Two years after graduating from chiropractic school and while already working full time in Cannon Falls, I received a strange phone call from a person who identified as a chiropractic student working at the same school clinic in South Minneapolis where I had worked as an intern. She seemed to be relieved to have tracked me down and explained to me that she needed me to urgently answer one simple question: how the heck did I resolve Linda’s breast pain?
As it turns out, Linda was my second official patient in my budding chiropractic career. She was assigned to me as I was kicked out of the student clinic and into the “real world”, real green and real scared. She was a hairdresser with chronic neck pain and hands that frequently fell asleep at the end of her workday. She did well with her chiropractic care, which incorporated manual adjustments to the neck and upper back and lot of soft tissue work to the anterior shoulder.
The funny thing is that Linda never told me that the breast pain she had had for years had also resolved with her care. I found out about it from the frazzled student who called me that day. Linda had apparently had multiple breast imaging, examinations, some pretty invasive stuff for persistent breast pain. It went away along with her neck pain and arm tingling but she never bothered to tell me that. A year later, it returned, and the new intern assigned to her case was struggling to get a handle on it and Linda had suggested she track me down.
Breast pain can obviously come from many places, not the least one being of course the breast itself. I would never work up a case without getting breast tissue pathology ruled out (being married to an oncologist, the stats are always vivid in my mind). But once breast tissue pathology has been ruled out, and the patient is still struggling, we need to put on the detective hat and start looking the source of the pain.

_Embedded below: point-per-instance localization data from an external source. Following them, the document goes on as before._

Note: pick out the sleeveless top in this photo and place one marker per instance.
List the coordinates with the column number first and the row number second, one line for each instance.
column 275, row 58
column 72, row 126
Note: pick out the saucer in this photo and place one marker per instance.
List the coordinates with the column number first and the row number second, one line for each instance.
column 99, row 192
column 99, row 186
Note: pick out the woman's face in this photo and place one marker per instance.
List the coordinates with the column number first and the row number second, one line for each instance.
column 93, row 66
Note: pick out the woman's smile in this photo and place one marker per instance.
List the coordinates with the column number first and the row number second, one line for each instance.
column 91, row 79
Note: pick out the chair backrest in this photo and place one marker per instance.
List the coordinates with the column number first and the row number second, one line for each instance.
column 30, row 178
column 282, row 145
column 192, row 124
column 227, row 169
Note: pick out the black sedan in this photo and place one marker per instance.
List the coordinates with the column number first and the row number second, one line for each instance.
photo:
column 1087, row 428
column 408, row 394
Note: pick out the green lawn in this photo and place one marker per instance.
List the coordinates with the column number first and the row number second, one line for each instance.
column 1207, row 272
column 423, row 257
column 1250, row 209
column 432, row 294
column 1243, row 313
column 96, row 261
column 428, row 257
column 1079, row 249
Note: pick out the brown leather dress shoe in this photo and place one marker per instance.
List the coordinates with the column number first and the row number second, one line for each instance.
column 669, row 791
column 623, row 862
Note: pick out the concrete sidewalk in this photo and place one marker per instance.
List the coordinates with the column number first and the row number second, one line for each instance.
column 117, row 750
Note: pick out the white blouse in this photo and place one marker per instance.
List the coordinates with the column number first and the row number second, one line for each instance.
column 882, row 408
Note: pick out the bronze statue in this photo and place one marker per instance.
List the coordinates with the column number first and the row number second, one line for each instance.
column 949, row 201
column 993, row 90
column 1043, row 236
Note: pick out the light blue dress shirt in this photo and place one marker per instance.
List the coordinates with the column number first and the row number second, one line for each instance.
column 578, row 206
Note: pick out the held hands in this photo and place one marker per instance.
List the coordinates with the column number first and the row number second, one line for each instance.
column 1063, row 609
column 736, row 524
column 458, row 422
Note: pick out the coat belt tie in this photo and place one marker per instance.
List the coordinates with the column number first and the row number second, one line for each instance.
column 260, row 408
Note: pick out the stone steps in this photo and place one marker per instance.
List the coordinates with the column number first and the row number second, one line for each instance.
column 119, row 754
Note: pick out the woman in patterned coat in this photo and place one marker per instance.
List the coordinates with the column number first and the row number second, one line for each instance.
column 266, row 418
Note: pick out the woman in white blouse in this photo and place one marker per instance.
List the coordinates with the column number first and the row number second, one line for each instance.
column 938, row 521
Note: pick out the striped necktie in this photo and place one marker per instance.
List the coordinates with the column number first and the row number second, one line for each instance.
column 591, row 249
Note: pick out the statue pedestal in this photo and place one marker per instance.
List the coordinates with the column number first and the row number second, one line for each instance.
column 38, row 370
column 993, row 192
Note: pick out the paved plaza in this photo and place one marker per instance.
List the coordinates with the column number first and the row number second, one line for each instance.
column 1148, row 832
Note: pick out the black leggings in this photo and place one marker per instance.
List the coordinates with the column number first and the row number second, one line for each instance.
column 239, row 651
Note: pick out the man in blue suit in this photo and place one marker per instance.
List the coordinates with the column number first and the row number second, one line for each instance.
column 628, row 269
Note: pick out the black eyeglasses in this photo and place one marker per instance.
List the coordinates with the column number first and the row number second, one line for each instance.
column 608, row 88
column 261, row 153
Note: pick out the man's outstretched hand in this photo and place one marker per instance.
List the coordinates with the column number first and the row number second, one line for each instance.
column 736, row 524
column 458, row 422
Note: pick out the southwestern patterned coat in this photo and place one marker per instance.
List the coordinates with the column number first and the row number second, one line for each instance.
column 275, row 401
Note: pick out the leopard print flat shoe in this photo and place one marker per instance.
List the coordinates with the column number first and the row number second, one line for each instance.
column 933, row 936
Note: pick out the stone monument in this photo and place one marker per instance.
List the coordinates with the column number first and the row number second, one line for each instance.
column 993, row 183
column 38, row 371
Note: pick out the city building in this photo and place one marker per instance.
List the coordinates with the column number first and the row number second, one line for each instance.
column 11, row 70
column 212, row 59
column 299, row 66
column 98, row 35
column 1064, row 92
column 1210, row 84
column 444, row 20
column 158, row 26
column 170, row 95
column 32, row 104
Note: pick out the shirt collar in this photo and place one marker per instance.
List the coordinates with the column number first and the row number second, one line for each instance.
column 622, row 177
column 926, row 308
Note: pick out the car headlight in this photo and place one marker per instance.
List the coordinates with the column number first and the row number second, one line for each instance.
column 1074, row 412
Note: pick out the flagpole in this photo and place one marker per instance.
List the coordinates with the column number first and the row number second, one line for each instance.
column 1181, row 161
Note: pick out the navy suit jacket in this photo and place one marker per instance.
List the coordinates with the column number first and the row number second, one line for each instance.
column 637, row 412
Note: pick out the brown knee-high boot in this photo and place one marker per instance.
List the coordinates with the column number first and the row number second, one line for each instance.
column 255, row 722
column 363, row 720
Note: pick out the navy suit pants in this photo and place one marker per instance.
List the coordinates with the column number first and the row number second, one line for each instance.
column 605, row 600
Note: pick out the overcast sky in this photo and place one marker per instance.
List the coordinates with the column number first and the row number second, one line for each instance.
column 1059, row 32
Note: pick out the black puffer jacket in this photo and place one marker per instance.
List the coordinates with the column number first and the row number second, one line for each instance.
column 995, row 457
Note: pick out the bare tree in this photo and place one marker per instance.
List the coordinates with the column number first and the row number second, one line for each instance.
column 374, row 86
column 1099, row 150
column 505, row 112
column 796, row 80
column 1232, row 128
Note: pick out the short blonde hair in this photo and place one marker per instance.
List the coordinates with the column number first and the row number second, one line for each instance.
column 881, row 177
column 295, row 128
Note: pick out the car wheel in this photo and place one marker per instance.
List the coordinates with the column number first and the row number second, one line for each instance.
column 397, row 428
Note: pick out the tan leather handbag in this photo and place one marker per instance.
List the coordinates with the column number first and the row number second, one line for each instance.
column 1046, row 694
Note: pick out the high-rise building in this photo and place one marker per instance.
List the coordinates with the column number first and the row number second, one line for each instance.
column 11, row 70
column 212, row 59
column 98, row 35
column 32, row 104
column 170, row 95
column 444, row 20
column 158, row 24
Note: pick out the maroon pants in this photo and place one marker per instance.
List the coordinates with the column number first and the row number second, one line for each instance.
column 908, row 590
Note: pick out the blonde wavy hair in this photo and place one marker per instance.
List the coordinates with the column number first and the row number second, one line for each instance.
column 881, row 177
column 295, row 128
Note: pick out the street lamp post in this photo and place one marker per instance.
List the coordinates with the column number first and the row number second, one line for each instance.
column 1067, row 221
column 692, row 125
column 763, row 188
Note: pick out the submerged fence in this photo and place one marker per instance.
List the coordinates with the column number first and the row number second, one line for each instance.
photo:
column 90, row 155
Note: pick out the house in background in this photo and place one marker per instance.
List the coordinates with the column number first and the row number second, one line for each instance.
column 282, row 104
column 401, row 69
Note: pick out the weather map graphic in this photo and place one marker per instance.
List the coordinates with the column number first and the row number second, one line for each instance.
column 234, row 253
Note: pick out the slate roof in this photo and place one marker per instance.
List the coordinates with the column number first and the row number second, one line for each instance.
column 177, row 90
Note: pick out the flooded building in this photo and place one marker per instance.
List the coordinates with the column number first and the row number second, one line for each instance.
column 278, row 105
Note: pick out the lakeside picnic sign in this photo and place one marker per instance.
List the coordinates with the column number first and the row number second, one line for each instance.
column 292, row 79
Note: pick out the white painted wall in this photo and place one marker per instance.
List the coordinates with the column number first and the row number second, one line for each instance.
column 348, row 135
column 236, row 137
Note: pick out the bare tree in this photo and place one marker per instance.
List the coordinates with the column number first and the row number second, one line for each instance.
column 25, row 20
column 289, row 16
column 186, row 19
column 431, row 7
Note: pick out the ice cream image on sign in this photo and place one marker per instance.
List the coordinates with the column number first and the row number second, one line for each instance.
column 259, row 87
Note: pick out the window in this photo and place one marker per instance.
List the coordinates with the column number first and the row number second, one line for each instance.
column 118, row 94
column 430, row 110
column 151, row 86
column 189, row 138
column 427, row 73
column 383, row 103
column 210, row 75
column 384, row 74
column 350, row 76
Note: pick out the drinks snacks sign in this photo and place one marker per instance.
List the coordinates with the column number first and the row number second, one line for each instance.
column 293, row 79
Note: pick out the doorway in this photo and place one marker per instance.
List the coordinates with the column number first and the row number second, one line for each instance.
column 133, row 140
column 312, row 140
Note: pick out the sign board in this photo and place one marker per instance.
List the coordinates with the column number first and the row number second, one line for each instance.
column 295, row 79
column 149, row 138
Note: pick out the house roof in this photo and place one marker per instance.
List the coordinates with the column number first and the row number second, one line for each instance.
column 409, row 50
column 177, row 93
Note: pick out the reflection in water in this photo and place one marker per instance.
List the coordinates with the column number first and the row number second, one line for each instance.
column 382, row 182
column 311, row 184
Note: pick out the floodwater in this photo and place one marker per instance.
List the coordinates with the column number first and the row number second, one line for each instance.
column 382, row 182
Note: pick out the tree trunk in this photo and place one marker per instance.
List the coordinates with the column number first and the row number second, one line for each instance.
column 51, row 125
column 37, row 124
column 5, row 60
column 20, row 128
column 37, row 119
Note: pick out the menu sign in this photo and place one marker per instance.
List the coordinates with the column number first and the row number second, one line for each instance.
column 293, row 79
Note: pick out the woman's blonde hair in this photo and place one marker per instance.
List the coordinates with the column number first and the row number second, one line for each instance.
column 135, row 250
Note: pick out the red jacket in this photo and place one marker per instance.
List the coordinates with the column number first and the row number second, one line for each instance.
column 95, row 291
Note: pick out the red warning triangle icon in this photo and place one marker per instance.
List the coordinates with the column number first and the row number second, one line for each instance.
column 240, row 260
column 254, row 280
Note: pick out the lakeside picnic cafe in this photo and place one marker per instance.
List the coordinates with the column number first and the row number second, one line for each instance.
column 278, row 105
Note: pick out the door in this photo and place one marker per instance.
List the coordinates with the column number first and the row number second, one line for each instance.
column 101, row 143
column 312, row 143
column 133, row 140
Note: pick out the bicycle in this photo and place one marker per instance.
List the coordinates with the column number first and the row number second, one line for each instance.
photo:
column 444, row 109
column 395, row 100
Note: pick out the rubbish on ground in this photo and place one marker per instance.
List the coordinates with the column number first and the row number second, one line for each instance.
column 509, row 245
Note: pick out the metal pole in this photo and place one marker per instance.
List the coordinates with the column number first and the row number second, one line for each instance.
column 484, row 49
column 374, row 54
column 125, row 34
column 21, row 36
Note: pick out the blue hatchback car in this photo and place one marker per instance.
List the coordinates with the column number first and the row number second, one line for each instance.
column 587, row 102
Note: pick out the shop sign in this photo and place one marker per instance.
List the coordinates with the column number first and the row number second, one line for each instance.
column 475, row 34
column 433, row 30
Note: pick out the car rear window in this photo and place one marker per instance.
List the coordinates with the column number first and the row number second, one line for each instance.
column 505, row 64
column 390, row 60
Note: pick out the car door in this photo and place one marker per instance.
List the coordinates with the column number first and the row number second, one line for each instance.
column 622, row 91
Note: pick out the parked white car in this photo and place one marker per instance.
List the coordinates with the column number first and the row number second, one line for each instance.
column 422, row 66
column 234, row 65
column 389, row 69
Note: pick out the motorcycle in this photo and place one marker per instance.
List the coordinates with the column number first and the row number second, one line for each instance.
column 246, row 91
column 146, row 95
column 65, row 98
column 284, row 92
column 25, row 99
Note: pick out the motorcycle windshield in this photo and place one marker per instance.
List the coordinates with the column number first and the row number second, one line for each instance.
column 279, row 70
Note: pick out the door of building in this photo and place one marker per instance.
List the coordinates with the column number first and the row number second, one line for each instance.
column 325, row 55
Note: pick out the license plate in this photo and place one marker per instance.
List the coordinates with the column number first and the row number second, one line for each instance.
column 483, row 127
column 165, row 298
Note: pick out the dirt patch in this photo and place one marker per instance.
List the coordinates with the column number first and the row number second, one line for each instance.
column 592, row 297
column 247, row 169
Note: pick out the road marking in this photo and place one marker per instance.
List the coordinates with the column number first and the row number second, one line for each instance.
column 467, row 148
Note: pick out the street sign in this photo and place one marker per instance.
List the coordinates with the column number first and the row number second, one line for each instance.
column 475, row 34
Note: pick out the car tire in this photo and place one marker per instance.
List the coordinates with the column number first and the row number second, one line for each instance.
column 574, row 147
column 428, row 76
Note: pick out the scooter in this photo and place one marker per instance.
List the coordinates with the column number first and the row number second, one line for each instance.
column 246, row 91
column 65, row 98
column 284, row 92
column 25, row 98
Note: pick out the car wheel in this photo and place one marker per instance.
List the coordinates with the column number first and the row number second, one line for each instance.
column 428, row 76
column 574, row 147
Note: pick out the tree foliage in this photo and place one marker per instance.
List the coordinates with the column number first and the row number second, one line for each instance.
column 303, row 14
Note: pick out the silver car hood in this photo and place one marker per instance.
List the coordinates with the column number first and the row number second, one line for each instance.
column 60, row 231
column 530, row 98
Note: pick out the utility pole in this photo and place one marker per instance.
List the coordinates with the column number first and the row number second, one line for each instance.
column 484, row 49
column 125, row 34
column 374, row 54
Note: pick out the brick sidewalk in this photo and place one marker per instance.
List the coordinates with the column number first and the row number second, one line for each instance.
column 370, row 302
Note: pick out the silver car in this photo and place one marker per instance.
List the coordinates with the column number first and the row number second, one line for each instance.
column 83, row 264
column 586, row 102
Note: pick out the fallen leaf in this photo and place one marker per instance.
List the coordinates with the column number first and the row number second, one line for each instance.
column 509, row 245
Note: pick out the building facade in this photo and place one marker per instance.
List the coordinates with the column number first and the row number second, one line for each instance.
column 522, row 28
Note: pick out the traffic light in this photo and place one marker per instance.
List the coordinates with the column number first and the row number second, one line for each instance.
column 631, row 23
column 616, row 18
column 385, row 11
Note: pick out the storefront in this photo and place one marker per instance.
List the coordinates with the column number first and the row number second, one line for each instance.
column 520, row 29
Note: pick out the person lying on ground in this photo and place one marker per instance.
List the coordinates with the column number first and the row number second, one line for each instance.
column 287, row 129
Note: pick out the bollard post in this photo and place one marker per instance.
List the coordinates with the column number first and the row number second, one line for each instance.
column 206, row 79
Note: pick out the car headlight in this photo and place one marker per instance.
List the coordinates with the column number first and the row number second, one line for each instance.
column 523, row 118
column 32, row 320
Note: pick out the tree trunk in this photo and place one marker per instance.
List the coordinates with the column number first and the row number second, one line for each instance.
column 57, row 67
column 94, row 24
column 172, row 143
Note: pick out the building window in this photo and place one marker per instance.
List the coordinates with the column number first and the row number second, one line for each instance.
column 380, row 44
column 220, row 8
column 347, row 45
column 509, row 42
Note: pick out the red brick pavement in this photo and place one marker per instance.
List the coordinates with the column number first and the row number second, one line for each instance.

Referred pain to the breast is not that uncommon. If you look at the basic anatomy and neurology of the area, there are a few common sources that are easy to evaluate:
Midthoracic spine at the rib junction: The intercostal nerves exit that area and are subject to irritation from a spinal functional lesion. Patients may or may not have thoracic pain along with breast pain. Most commonly, the area around T4-6 is involved.
The brachial nerve plexus, originating from the cervical spinal nerves, will radiate in the upper breast area just below the clavicle. Pressure over the area of the plexus entrapped by the scalenes will usually reproduce the pain. There is often a history of cervical anterior injury.
Myofascial soft tissues of the anterior shoulder and pectoralis group. If you look at charts of trigger points, you will see a surprising number of points that radiate to the breast area. This is common in patients with shoulder injuries, repetitive use injuries of the arm and shoulder or occupations origin. Incidentally, this was the problem causing Linda’s breast pain.
Anterior rib cartilage to sternum injuries. The cartilage junction between the anterior rib and the sternum is just underneath the medial aspect of the breast tissues. Those are often easy to palpate when you move the overlying breast tissue out of the way.
The moral of the story: once you have ruled out breast tissue pathology, get your rear to your chiropractor and see where the breast pain is coming from.